The early end of the 2020 Census and the email campaign follow in the wake of two earlier attempts to manufacture an undercount: the addition of a citizenship question (a ploy rejected by the Supreme Court) and the attempt to ban undocumented immigrants from the count. The recent and extraordinary appointment of a third deputy director at the U.S. Census Bureau should only serve to give us still more pause. It will provide a fig leaf to the current administration’s naked ambition regarding the 2020 Census, allowing them to say they did their best while delivering yet another Republican coup.

Scams and zero-day exploits target unforeseen vulnerabilities that arise from even the best laid plans. While it’s hard to know if we’re looking at a mistake or a scam here, we can be certain we’re not looking at a winning strategy.
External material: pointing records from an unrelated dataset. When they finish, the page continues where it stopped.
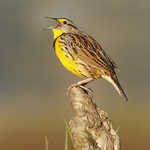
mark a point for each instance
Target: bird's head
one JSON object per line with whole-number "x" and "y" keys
{"x": 62, "y": 25}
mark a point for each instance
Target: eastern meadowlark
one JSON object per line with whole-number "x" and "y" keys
{"x": 83, "y": 55}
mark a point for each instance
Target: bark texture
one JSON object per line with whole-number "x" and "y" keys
{"x": 91, "y": 127}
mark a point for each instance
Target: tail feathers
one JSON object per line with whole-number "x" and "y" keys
{"x": 114, "y": 81}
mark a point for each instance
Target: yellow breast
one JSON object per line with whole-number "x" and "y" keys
{"x": 67, "y": 62}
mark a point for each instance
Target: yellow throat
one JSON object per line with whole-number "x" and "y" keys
{"x": 57, "y": 33}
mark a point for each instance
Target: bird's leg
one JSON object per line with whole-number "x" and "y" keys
{"x": 80, "y": 84}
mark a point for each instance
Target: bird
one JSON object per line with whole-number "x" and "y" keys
{"x": 82, "y": 55}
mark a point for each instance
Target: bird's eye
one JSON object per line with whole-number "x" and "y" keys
{"x": 65, "y": 22}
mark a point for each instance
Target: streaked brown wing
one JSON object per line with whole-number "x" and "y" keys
{"x": 88, "y": 50}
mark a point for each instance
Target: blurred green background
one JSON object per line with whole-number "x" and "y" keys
{"x": 33, "y": 82}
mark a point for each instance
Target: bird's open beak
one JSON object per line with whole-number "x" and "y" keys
{"x": 54, "y": 23}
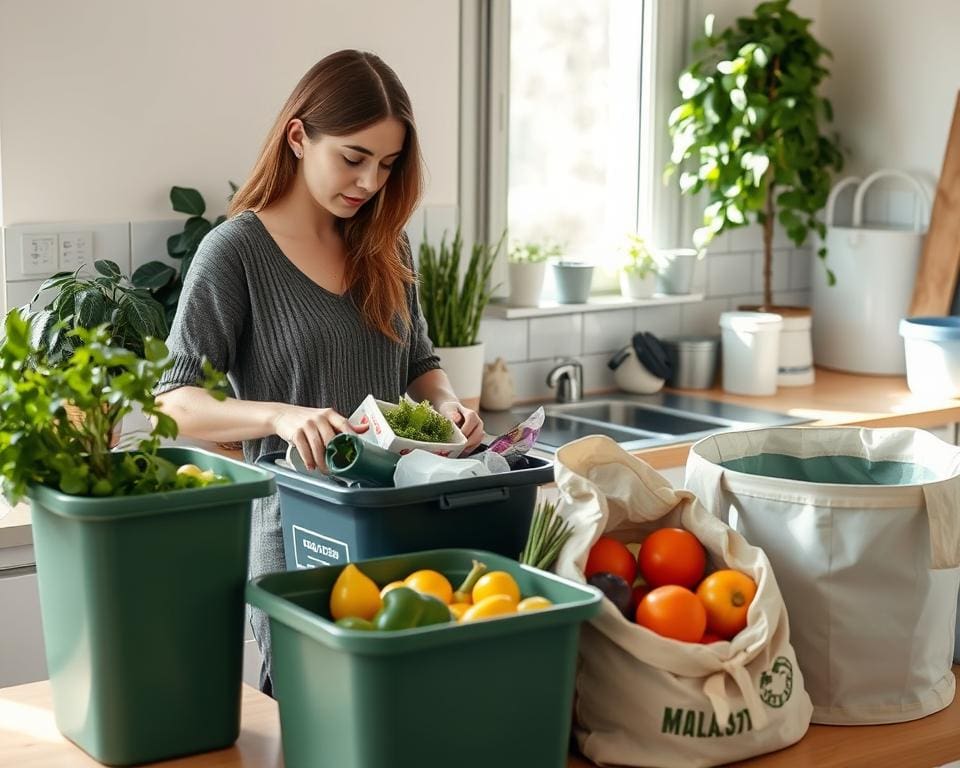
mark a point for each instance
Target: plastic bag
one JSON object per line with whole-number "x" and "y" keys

In a world where data breaches are as common as an all caps tweet from the President, and identity theft has become the third certainty in life (right behind death and taxes), most consumers know not to provide personal information when it is requested online–even the very general information in the census questionnaire. In a head count that could pivot on a fraction of a percentage point, one person exercising caution could tip the scale for any number of bad budgetary and electoral outcomes.

While it’s hard to know what would perform best given the manufactured crisis of a shortened count, anything beats email. The Census Bureau has a $500 million public education and outreach budget. Newspaper inserts with the questionnaire might perform better than an email, as might newspaper ads, television ads, an online ad campaign or a traditional PR campaign.

The stakes are high. An undercount will hurt the neediest among us while making it easier for Republicans to win future elections. There is still time to make sure we get the most accurate count possible. We should use it.